The River Lea runs right through the site, winding its way around the Olympic stadium. To increase the species recovery, specially created otter homes have been installed along the river. Now there are thought to be no more than 13 otters in the South-east.

7. The stadium gave new life to an abandoned area

Olympic Stadium site under construction – Wikipedia

The London Olympic Park is located on former industrial land at the southern end of the Olympic Park between rivers and tributaries including the Old River Lea and parts of the Bow Back rivers and St Thomas Creek.

This area was originally an old, polluted and disused area of east London that hard contaminated soil. Today there are more than 3,000 mature trees and thousands of flowers specially selected to represent every continent.

8. The Olympus Stadium transformed the East Village

London Olympic Village 2012 – Wikipedia

The Olympic Village is a relatively new mixed-use district with around 3000 flats, half of them of affordable and social housing, while three universities and other cultural institutions have plans to open new branches in Stratford.

With new life breathing into the area, many other commercial and offices spaces came up, resulting in the creation of more jobs within the area.

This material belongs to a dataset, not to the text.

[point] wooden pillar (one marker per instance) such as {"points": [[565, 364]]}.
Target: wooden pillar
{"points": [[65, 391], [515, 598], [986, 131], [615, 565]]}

9. Olympic Stadium was nominated for its architectural design

Royal Institute of British – Wikipedia

Despite the criticism, the Olympic Stadium was nominated for the 2012 Stirling Prize in architecture, losing out to the Sainsbury Laboratory at the University of Cambridge.

The Royal Institute of British Architects Stirling Prize is a British prize for excellence in architecture. It is presented to “the architects of the building that has made the greatest contribution to the evolution of architecture in the past year.” The architects must be RIBA members.

10. The government meant to have an athletics-only stadium

Crystal Palace athletics stadium – Wikipedia

Today we know the Olympic Stadium as a multipurpose outdoor stadium, however the British government preferred to produce a brief for an athletics-only stadium.

The original aim was to largely disassemble it after the games, reducing the 85,000 seats to a capacity of 25,000, with the lower tier remaining in place as a permanent athletics facility. However, later on, the government changed the initial plan for a multi-sport stadium.

Olympic Stadium was meant to replace the Crystal Palace National Sports Centre, which was destroyed by fire in 1936.